17 Oct Sustaining Sobriety Beyond Rehab
If you had to guess what the two hardest words for a recovering addict are, what would you say?
I’ll give you a hint. It’s not bar and room. It’s not old and friends. It’s not even drugs and alcohol.
The two most difficult words a recovering addict must deal with are these: what now? What now is the turning point. It’s the axis. The mark in the road. The line in the sand.
You are fresh out of rehab. You just finished up a program like Shenandoah Valley Adult & Teen Challenge.
You are motivated to maintain your sobriety.
But you are facing the daunting task of what to do now.
Too often, we set down a list of rules and guidelines that we tell ourselves we’ll follow. Don’t go to so-and-so’s house. Don’t stay out past 10pm. Etc. But what do we do? We stay out late, we go to so-and-so’s house, and we end up doing Etc.
Rather than living by a list of rules, what if we decided to live what we can call The Great Exchange? This for that. The ultimate tradeoff. Let me explain.
Being fresh out of rehab, you basically have a fresh start at life. And a great way to take advantage of a fresh start is to exchange a lot of old, bad things for new, good things.
In fact, there are three great exchanges that can be made that will increases your chances of succeeding in sobriety after rehab.
Let’s consider each of them and look at some ideas about them together.
- The Habit Exchange
Much of what we do and who we become in life is the result of our daily habits. What we do consistently over time ultimately defines who we are.
The old habits before rehab probably looked like this:
-wake up late
-call in sick to work
New habits after rehab could look something like this:
-wake up at 7am
-arrive to work 5 min. early
The exchange concept works like this. Instead of saying, “I’m going to stop sleeping in late,” we say, “I’m going to exchange my habit of sleeping in late for the new habit of waking up at 7am.”
We do this one habit at a time. And overtime, we reduce our bad habits that led to the former way of living and increase the new habits that help us live the life we truly want to live now that we are out of rehab.
2. The Goals Exchange
This is a very important point. Before going to rehab, we had bad goals. You may think you had no goals. But everyone has goals. (Some people have a goal to do as little as possible and accomplish no goals which, by definition, is a goal.)
Your goal was to get high, as much as possible, regardless of what you had to do (or who you had to hurt) to do it. That goal was basically the overarching purpose of your life.
Now, you no longer have that goal. The problem is that this can leave you empty. You have nothing else filling that void.
That’s where the great exchange comes in. Instead of getting rid of that old goal, we’re going to exchange it for some new goals.
Here are some suggestions:
-spend time with family
-learn a new language
-earn $50,000 a year from a new career
-create a blog to help others overcome an addiction like you did
-raise money for a nonprofit doing something you believe in
-get your GED
By exchanging the old goal of getting high with the new goal of whatever you choose, you will give yourself something to look forward to.
You will give yourself a compelling reason to stay sober, and this is vital to your success after getting out of rehab.
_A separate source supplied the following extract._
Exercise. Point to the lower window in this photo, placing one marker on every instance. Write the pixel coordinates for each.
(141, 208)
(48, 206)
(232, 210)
3. The Activities Exchange
Being an addict is more than getting high. It’s a lifestyle. And a lifestyle is simply the way you live out a series of activities throughout your day. It’s what you do.
You didn’t just get drunk, for example. You went Johnny’s house to pick him up. You drove to the bar downtown. The two of you sat at the table in the corner with the silver picture frame next to it. Johnny ordered beer, and you got wine. After each drinking two, you played three games of pool. The loser drove the car home. The next day, around the same time as yesterday, you went to Johnny’s… And you know the routine.
What you need now is a new routine. New activities. What sort of things do you like? What have you always wanted to learn to do?
A few ideas:
-take up Karate lessons
-start a business
-visit with family friends for lunch
-coach your kid’s soccer team
The idea is to exchange your old activities for new ones. Find something new to do. Don’t just avoid what you used to do, but add something you want to do in its place.
Doing this will keep you busy, entertained, and motivated.
The best way to maintain sobriety after rehab is to exchange old things for new things. Let’s replace bad habits with good ones, give up old goals for new goals, and swap drug-related activities for fun, healthy activities.
And when you need extra encouragement on the journey of your new Great Exchange, remember that Jesus did the greatest exchange of all. He gave His peace for our worries, His life for our souls, and His freedom for our bondage. So, don’t be bound again in addiction. Be free and experience the Great Exchange.